MIT junior Liliana Edmonds delicately moves a magnetic sensor 1 millimeter at a time as part of a WAVE project in collaboration with Azita Emami, Andrew and Peggy Cherng Professor of Electrical Engineering and Medical Engineering and director of the Center for Sensing to Intelligence. She was focused on methods to improve researchers' and clinicians' ability to locate and position trackable microscale devices inside the body. The goal is to improve the effectiveness of precision surgeries and medical procedures.
Credit: Lance Hayashida/Caltech
Caltech sophomore Lian Zhu worked with Mikhail Shapiro, professor of chemical engineering, on a SURF project aimed at improving the diagnosis of inflammatory bowel diseases and pinpointing sites of inflammation. She engineered E. coli bacteria to express certain protein nanostructures that the researchers can image in the lab.
Credit: Lance Hayashida/Caltech
In her SURF, Caltech junior Diana Frias Franco (left) designed and built an instrument to measure the torque exerted on a sample of smart fabric, an engineered wearable material that senses environmental stimuli and responds to varying conditions with changes in mechanical properties such as stiffness. She worked with Chiara Daraio, G. Bradford Jones Professor of Mechanical Engineering and Applied Physics.
Credit: Lance Hayashida/Caltech
Over the summer, Rahul Chawlani (left) turned up the heat to study the composition of rock samples from the Great Oxygenation Event, a time more than 2 billion years ago when Earth's atmospheric oxygen spiked. In collaboration with Claire Bucholz, assistant professor of geology, he warmed the samples in an oven that reached more than 1,000 degrees Celsius to remove trapped water so that he could obtain a pure sample of the rock.

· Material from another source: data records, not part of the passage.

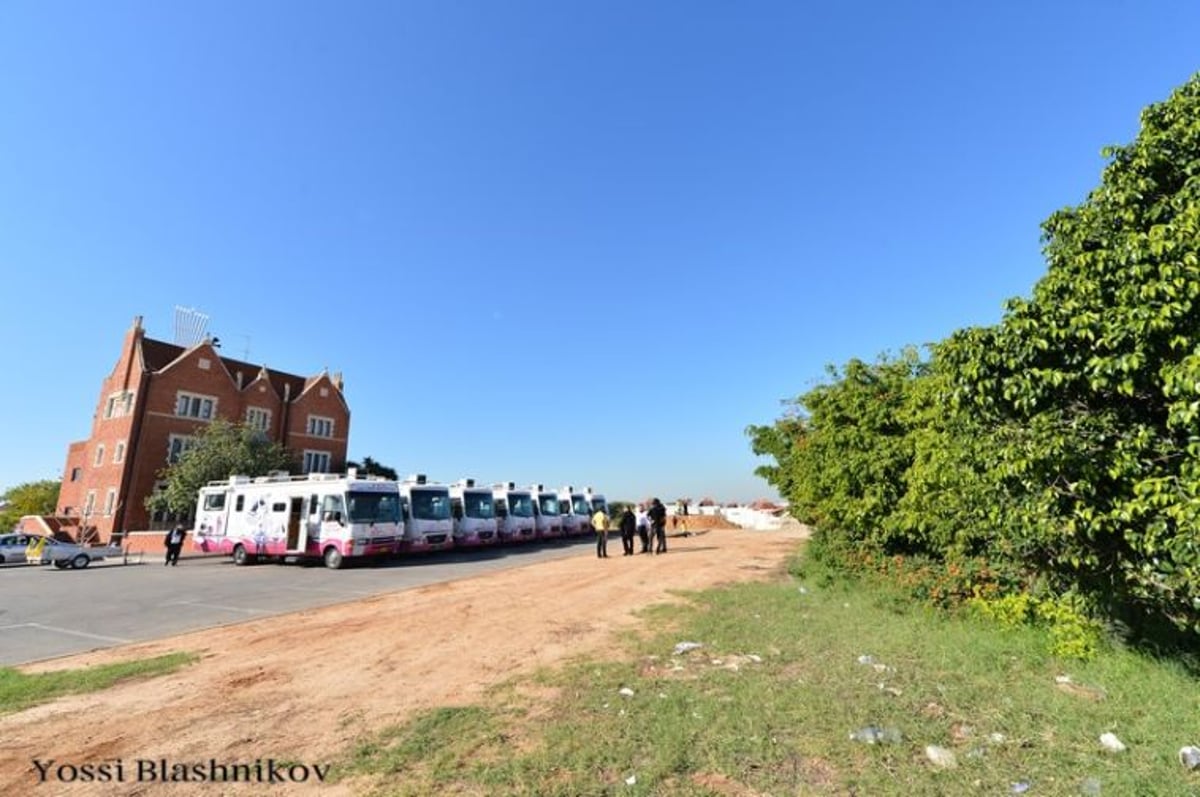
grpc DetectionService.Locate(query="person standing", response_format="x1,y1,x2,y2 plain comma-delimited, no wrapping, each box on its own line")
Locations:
592,508,608,559
648,498,667,553
636,504,650,553
620,507,637,556
162,523,187,567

Credit: Lance Hayadisha/Caltech
Caltech junior Tyler Nguyen (second from right) worked with Mory Gharib (PhD '83), Hans W. Liepmann Professor of Aeronautics and Bioinspired Engineering, on a fish-inspired robot that can propel itself through water using a mechanical fin. Such underwater robots are used in deep-sea surveys and could one day be used to explore extraterrestrial ocean worlds such as Europa and Enceladus.